O gün çocuğununun üzerine abanmış genç bir anne sanki onu ölümden korumaya çalışıyordu.

Zalim Saddam bir şafak vaktinde insanların kanına girdi. Bu ümmetin birbirini bu şekilde boğazladığı nadir vakalardan birisiydi. Kafir bile kadın ve çocuğa dokunmazken bizde artık hiçbir erdem kalmamıştı.

Rahmetli Özal oradakilerde bizim kardeşlerimiz diyerek sınır kapılarını mültecilere açarken bugünkü Kemalistler tepki gösteriyordu.

Tam artık ümmet bu tür olaylardan ders aldı bir daha yapmaz diye düşünürken bu sefer aynı acı haber Suriye’den geldi. Nedir ümmetin bu zalimliği

Halepçe

Siz onu Şıvan’dan dinleyin. Izdırap ve acıyı

Allah bu ümmete bu acıları bir daha yaşatmasın diyeceğim…

Ama bizde bu kafa oldukça bu acıyı hep yaşayacağız.

Halepçeler bizim beynimizde.

Zalimlik içimize sinmiş. İslam’ı özümsememişiz.

Müslüman bunu yapmaz diyeceğim ama görüyorum ki bazıları İslam adına insan boğazlamakta.

O insanlardan İslam ve İnsanlık beridir.

İnsan öldüren, hele masumları öldüren kimsenin İslam’la bir ilişkisi yoktur.

Bir insanı öldüren tüm insanı öldürmüş gibidir.

Halepçeler olmasın diyeceğim ama Halepçe zaten içimizde

Biz ümmet olma bilincini yitirdik

Tesbih taneleri gibi dağıldık. Birbirimize kumpaslar kurarken

Kimimiz Amerika’nın ve kimimiz de İsrail’in kucağına oturduk.

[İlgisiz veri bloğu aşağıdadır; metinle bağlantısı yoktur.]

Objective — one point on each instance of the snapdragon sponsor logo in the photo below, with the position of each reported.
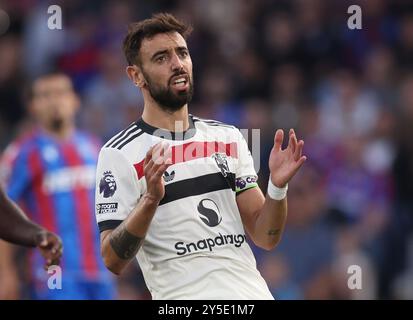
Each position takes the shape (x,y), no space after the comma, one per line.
(209,244)
(227,142)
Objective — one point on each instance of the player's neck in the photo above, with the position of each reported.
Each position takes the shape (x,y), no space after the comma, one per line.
(172,121)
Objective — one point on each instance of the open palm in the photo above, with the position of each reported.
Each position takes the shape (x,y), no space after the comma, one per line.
(284,164)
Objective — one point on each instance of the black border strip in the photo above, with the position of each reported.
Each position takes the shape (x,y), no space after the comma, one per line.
(196,186)
(109,225)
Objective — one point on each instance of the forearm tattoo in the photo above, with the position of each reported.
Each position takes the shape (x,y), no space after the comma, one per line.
(125,244)
(273,232)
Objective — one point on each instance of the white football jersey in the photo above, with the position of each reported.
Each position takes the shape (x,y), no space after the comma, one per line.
(195,247)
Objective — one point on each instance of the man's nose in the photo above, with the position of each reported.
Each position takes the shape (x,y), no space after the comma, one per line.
(176,63)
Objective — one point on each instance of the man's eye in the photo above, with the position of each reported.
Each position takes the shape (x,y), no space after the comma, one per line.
(161,59)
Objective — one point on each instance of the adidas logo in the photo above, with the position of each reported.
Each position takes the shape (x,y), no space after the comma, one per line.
(169,176)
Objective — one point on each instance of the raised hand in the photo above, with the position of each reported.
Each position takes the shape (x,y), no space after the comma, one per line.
(284,164)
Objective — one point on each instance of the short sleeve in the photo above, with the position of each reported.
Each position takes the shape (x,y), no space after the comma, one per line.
(245,176)
(117,189)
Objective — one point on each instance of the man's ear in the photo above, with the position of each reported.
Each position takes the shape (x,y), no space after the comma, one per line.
(135,74)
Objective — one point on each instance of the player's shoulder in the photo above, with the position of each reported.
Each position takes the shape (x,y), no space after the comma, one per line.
(124,137)
(213,123)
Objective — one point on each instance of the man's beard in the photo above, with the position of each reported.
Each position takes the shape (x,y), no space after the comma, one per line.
(164,96)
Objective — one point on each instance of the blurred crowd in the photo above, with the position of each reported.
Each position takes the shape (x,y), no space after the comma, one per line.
(264,64)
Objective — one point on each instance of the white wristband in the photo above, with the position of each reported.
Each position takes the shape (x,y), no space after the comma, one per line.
(275,192)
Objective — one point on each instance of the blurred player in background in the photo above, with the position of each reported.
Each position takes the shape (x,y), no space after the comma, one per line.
(51,172)
(185,213)
(16,228)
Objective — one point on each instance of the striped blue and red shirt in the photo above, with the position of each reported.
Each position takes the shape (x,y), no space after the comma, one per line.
(54,181)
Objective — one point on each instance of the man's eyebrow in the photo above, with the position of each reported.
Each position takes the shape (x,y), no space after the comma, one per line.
(157,53)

Şeytanlarımız ve Hennaslarımızla birlikte hareket ettik.

Birbirimizi düzelteceğimize birbirimizi yok ederken, aslında kendimizi de yok ettiğimizi görmedik. Aynı gemideyiz. Gemi batıyor, biz de batıyoruz. Ama farkında değiliz. Allah bize yardım etsin. Kalplerimizi birbirine ısındırsın. Tefrikayı yok etsin. Girmedikçe tefrika bir millete top onları sinemez diyen şair gerçekten de doğru bir tespit yapmış.

Halepçeler olmasın derken, Halepçelerin yaşanacağını hissetmenin üzüntüsü içerisinde ölenlere rahmet kalan insanlarımıza da idrak vermesini Allah’tan dilerim.